The Argus: Gemma Spofforth

Gemma Spofforth will close one chapter of her life at the London Olympics and begin a new one.

The 100m backstroke world record holder admits these Games will be her last hurrah in the pool before she pursues her ambition of trying to help others to cope when life becomes unbearable.

Spofforth knows only too well how that feels.

The Shoreham-born swimmer has experienced extreme highs but also the sort of life-questioning tragedies that could drown anyone in a sea of despair.

Spofforth has contemplated suicide and quitting the sport in which she has excelled ever since her parents took her to galas around Sussex as a child.

The 24-year-old, who moved to university in Florida in 2006, suffered the loss of her mother, Lesley, to cancer in 2007.

She contemplated suicide in the run up to the 2008 Olympic Games in Beijing, where she finished just outside the medals, but a year later she set the world record in the 100m backstroke on the way to gold at the World Aquatics Championships in Rome.

When she returned to Sussex she spoke of her plans to become a counsellor at a crisis centre when she went back to university in the States.

European success followed in 2010 and three silver medals at the Commonwealths but in 2011 tragedy again struck when her father Peter's girlfriend, June, died of lung cancer.

June's daughter, Vicky, died months later, another victim of the same disease.

The pool was no escape from her troubles though, as she went to the World Championships in Shanghai as defending champion in the 100m backstroke but failed to make it through the heats.

Unsurprisingly, she questioned even attempting the London trials but qualified and two days later discovered she had been accepted onto a post-graduate course in psychology and counselling.

It is another high for the girl from Slindon near Arundel and this time she is determined to savour it.

Spofforth said: “Swimming has been a great stepping stone. It has given me so much and I have had an amazing career.

“I am pretty sure London is going to be the end of my career and it is going to be an amazing way to go out no matter what happens.

“London is the final chapter of my journey in the pool and I would like to go out with a bang.

“I have personal goals that I don't share with people but my biggest goal is to go out and experience London.

“When I was in China I didn't get the whole experience. I was swimming but overawed by everything.

“The great thing about London is that I will be able to experience it.”

Spofforth has been training hard in the build-up but still found time before returning to Britain to spend time with youngsters who have had troubled upbringings.

She said: “I went to Atlanta to the International School and spoke to some of the kids there and then I went to one of the mayor's Centers of Hope.

About 200 kids came to listen to me talk and we had a swim afterwards.

“That's the kind of thing I love to do. I'm in sport so I can give to other people.

“So many people have given me so much so my favourite thing to do is to give back to people.

“The mayor's centre of hopes are for people who have had a rocky childhood. It's a place for after school for families who struggle and it is something that is close to me.

“They are people I have been in the same boat as or even worse. It's so amazing to hear their stories and understand where they have come from.

“It's inspirational, they all have smiles on their faces and are so happy.

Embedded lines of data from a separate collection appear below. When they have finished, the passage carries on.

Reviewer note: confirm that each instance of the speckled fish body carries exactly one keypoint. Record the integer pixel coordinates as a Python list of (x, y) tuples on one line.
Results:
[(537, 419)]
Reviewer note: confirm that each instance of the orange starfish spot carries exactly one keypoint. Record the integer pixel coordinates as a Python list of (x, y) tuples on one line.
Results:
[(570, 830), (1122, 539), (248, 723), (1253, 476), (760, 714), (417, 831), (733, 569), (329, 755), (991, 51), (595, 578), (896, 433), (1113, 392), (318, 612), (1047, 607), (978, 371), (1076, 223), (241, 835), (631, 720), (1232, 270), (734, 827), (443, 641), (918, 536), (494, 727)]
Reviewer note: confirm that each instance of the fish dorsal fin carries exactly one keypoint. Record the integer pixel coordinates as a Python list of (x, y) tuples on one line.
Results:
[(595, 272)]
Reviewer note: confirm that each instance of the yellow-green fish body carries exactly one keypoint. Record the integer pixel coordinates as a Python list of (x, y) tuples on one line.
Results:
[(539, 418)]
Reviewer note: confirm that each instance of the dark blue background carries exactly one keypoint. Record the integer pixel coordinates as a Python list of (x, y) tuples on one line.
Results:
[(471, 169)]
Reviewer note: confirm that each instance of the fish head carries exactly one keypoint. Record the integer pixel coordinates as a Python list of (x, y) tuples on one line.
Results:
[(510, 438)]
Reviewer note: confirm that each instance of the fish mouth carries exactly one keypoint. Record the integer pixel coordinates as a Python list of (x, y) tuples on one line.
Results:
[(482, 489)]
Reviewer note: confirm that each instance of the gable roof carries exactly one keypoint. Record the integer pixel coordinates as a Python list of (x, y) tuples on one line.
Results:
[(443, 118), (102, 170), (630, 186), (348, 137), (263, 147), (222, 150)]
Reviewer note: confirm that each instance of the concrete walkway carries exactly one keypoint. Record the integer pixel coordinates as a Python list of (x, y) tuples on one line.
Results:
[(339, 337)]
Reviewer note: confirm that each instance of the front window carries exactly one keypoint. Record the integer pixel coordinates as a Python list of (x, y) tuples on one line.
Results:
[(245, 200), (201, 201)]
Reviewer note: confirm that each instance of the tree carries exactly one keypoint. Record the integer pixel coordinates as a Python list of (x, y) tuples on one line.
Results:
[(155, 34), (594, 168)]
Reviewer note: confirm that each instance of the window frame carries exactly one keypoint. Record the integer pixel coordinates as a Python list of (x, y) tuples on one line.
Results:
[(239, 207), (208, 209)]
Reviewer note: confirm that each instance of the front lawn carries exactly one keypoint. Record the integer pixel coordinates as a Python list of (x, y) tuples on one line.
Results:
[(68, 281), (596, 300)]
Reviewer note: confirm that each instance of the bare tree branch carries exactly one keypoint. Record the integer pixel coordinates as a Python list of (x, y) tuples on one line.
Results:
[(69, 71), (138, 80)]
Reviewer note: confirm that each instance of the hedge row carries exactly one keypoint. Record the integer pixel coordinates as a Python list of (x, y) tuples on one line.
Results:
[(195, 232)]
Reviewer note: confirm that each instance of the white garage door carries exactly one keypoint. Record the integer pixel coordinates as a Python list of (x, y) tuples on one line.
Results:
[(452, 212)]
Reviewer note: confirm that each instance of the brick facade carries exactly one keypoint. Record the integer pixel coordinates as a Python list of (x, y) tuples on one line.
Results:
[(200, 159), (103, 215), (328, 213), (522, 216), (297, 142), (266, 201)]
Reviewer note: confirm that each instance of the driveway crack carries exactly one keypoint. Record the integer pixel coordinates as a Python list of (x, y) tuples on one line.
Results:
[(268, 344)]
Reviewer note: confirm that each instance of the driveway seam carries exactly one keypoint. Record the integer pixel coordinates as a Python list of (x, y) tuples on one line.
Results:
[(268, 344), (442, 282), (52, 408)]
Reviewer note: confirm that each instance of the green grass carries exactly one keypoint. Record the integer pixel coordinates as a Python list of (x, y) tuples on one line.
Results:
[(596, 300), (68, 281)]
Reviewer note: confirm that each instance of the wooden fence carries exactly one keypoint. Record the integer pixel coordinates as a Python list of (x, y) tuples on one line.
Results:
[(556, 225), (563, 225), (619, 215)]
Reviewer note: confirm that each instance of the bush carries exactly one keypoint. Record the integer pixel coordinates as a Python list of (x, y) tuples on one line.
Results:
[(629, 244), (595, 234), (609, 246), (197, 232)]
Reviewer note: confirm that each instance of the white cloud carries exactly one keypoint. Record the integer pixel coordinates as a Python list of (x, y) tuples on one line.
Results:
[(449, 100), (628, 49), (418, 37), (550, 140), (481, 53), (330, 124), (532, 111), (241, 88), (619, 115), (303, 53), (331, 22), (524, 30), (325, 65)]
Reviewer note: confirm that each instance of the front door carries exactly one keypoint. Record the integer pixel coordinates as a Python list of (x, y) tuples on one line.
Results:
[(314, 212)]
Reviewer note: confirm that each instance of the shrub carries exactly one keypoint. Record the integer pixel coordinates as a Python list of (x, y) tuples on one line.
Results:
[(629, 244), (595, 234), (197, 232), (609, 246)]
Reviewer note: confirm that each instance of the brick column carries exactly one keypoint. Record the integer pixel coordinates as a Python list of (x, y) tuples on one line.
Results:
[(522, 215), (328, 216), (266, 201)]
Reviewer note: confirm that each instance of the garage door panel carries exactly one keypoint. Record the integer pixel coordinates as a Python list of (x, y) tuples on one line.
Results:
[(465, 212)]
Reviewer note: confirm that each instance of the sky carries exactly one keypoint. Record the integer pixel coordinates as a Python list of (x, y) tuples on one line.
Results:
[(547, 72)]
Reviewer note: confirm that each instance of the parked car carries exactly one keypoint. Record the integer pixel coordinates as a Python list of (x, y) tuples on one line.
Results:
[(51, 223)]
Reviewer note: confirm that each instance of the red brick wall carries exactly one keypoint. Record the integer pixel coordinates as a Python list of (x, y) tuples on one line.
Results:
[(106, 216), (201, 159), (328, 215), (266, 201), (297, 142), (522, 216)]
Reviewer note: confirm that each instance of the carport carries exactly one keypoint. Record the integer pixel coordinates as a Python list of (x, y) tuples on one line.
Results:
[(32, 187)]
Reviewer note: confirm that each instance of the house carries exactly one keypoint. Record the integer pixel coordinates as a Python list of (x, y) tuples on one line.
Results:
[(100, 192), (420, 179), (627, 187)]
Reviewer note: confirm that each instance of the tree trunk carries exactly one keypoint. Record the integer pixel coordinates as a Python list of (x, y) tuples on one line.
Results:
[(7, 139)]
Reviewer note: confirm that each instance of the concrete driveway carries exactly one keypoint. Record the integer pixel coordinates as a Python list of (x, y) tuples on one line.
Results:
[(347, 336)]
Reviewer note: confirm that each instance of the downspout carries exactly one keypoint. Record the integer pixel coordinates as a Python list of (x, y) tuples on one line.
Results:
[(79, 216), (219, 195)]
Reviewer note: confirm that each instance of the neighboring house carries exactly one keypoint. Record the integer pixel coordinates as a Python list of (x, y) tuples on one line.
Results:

That is what sport does.

“It brings people together and teaches you how to be a good person, how to continue in life and work with other people.”

Spofforth laughs when it is pointed out that, unlike some athletes, she seems to have quite a varied focus.

“My whole life I have had a very varied focus!

“I don't like to define myself as a swimmer. I don't say that swimming is 100% who I am like a lot of athletes have to.

“I have a lot of things on the side and I am going to Grad School after the Olympics.

“Winning a gold medal would be an amazing thing but I am not going to put all my eggs in that basket and say I shall end my life if I don't.”

But Spofforth insists that if she does not get a medal it won't be for a lack of effort.

She said: “I have a lot of motivation because this will be my last meet and will put everything into it.

“I want to leave everything in the pool and not have any unfinished business.

“If I swim the best I can and come out with the best result I could physically do at that time knowing I could not put any more in, then I shall be satisfied.

“My motivation comes from that but from people I have met.

“Even the kids that have come through adversity and come out on the other side smiling.

“The people I speak to on the suicide hotline, who have serious problems and want to end their life, but by the end of the call we have managed to figure how they can go on and make something of who they are.

“It's that turnaround, that drive that people have just to live and be happy that helps me put my motivation into the pool.”

London may be the final chapter on Spofforth's top-class swimming career but she has already turned her attention to another project.

She said: “I am writing a book which is almost an autobiography but only this past six years.

“It's leaning towards the death of my mother rather than swimming.

“It's going to be very honest and there will be a lot of things in there that I went through.

“I know everyone feels things differently but I also know that a lot of things are very similar after talking to people who have been through the same sort of situations.

“I will be nice to put things down in words.”

Boxout Spofforth has a sweet tooth which even extends to her dog being called Decker, after the double decker chocolate bar.